Le Tribunal administratif de Melun a été saisi par Mme C... d’une requête en excès de pouvoir contre le refus implicite de la préfète du Val-de-Marne de lui délivrer un certificat de résident algérien. En cours d’instance, l’administration a délivré à l’intéressée un titre de séjour valable un an, retirant ainsi la décision contestée. Par ordonnance du 13 novembre 2025, le tribunal, sur le fondement de l’article R. 222-1 du code de justice administrative, a constaté qu’il n’y avait plus lieu de statuer sur les conclusions de la requête, devenues sans objet. La demande de frais irrépétibles présentée par Mme C... a été rejetée.
Texte intégral
Vu la procédure suivante :
Par une requête et des mémoires, enregistrés les 12 et 13 septembre 2023, 11 octobre 2023 et 12 février 2025, Mme A... D... C..., représentée par Me Lasbeur, demande au tribunal, dans le dernier état de ses écritures :
1°) d’annuler la décision implicite née le 13 juillet 2023 par laquelle la préfète du Val-de-Marne a refusé de lui délivrer le certificat de résident algérien portant la mention « vie privée et familiale » ;
2°) d’enjoindre au préfet du Val-de-Marne de lui délivrer un certificat de résidence algérien d’une durée de validité d’un an dans un délai qu’il conviendra au tribunal de fixer, et de lui délivrer sans délai une autorisation provisoire de séjour, sous astreinte de 100 euros par jour de retard ;
3°) de mettre à la charge de l’Etat une somme de 3 000 euros en application de l’article L. 761-1 du code de justice administrative.
Par un mémoire en défense, enregistré le 26 juillet 2024, la préfète du Val-de-Marne conclut à ce que le tribunal prononce un non-lieu à statuer sur les conclusions à fin d’annulation présentées par Mme C... et au rejet du surplus des conclusions de sa requête.
Vu les autres pièces du dossier.
Vu le code de justice administrative.
Considérant ce qui suit :
1. Aux termes de l'article R. 222-1 du code de justice administrative : « Les présidents de tribunal administratif (…), les premiers vice-présidents des tribunaux (…), le vice-président du tribunal administratif de Paris, les présidents de formation de jugement des tribunaux (…) et les magistrats ayant une ancienneté minimale de deux ans et ayant atteint au moins le grade de premier conseiller désignés à cet effet par le président de leur juridiction peuvent, par ordonnance : (…) / 3( Constater qu’il n’y a pas lieu de statuer sur une requête ; (...) ».
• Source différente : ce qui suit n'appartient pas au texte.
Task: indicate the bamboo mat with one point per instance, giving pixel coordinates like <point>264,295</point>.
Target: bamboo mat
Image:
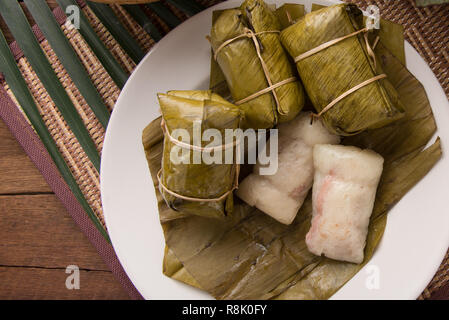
<point>427,29</point>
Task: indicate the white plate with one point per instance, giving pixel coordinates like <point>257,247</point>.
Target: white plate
<point>417,233</point>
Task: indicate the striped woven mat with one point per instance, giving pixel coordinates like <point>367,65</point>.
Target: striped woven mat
<point>426,28</point>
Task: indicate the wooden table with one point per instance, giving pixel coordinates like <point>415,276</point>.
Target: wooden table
<point>39,239</point>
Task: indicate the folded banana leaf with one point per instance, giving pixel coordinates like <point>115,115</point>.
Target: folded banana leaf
<point>282,261</point>
<point>217,79</point>
<point>186,176</point>
<point>423,3</point>
<point>391,35</point>
<point>333,71</point>
<point>243,69</point>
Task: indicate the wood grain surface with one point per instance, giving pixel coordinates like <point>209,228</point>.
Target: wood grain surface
<point>39,239</point>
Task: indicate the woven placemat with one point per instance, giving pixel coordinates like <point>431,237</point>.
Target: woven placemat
<point>427,29</point>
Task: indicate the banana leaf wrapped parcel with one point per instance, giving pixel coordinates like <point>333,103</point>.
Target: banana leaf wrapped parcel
<point>257,69</point>
<point>339,70</point>
<point>249,255</point>
<point>187,183</point>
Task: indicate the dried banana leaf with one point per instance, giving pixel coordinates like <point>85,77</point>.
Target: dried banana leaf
<point>333,71</point>
<point>252,253</point>
<point>181,110</point>
<point>243,70</point>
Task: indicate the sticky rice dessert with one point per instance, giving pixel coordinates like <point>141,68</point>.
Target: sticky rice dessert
<point>282,194</point>
<point>344,190</point>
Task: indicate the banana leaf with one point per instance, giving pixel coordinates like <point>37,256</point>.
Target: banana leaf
<point>243,69</point>
<point>318,278</point>
<point>333,71</point>
<point>423,3</point>
<point>180,110</point>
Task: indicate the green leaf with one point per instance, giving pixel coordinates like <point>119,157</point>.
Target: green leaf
<point>20,89</point>
<point>187,6</point>
<point>61,46</point>
<point>164,13</point>
<point>141,18</point>
<point>18,25</point>
<point>120,34</point>
<point>118,75</point>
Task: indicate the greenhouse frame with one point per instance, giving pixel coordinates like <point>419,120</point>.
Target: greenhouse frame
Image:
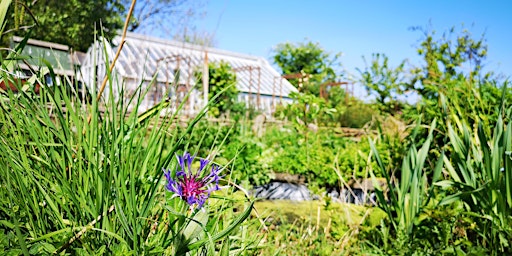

2. Il ressort des pièces du dossier, et notamment de la copie d’écran issue de « l’application de gestion des dossiers des ressortissants étrangers en France » (AGDREF) produite par le préfet du Val-de-Marne le 23 octobre 2025 que, postérieurement à la date d’introduction de sa requête, un certificat de résidence algérien valable du 10 avril 2025 au 9 avril 2026 a été remis le 28 mai 2025 à Mme C.... Le préfet ayant ainsi délivré un titre de séjour à la requérante ayant les mêmes effets que celui qu’elle sollicitait, il a nécessairement retiré sa décision implicite de rejet. La requérante, à qui cette pièce a été communiquée et qui a été invitée à se désister, n’a pas présenté d’observations. Dans ces conditions, les conclusions de la requête de Mme C... tendant à l’annulation de la décision implicite de rejet et au prononcé d’injonctions sous astreinte sont devenues sans objet en cours d’instance. Il n’y donc plus lieu d’y statuer.
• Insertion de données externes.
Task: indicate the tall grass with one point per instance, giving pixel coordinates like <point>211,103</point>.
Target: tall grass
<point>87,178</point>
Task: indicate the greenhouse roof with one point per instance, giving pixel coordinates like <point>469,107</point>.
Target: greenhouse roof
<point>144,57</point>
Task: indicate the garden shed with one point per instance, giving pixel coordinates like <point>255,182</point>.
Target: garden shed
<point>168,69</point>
3. Il n’y a pas lieu, dans les circonstances de l’espèce, de mettre à la charge de l’Etat la somme demandée par Mme C... sur le fondement de l’article L. 761-1 du code de justice administrative.
O R D O N N E :
Article 1er : Il n’y a plus lieu de statuer sur les conclusions à fin d’annulation, d’injonction sous astreinte et au titre des dispositions de l’article L. 761-1 du code de justice administrative présentées dans la requête de Mme C....
Article 2 : La présente ordonnance sera notifiée à Mme A... D... C... et au préfet du Val-de-Marne.
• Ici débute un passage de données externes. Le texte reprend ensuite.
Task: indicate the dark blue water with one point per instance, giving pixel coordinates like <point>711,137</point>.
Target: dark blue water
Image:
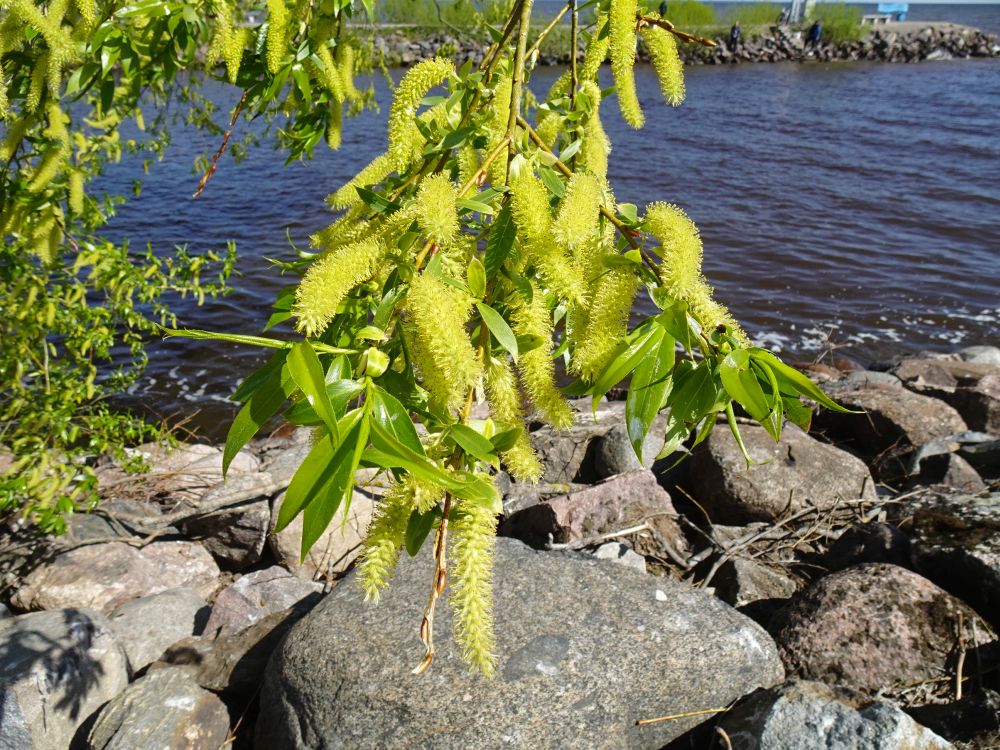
<point>848,205</point>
Fait à Melun, le 13 novembre 2025
La présidente de la 10ème chambre,
Signé : Mme B...
La République mande et ordonne au préfet du Val-de-Marne, en ce qui le concerne ou à tous commissaires de justice à ce requis en ce qui concerne les voies de droit commun, contre les parties privées, de pourvoir à l'exécution de la présente décision.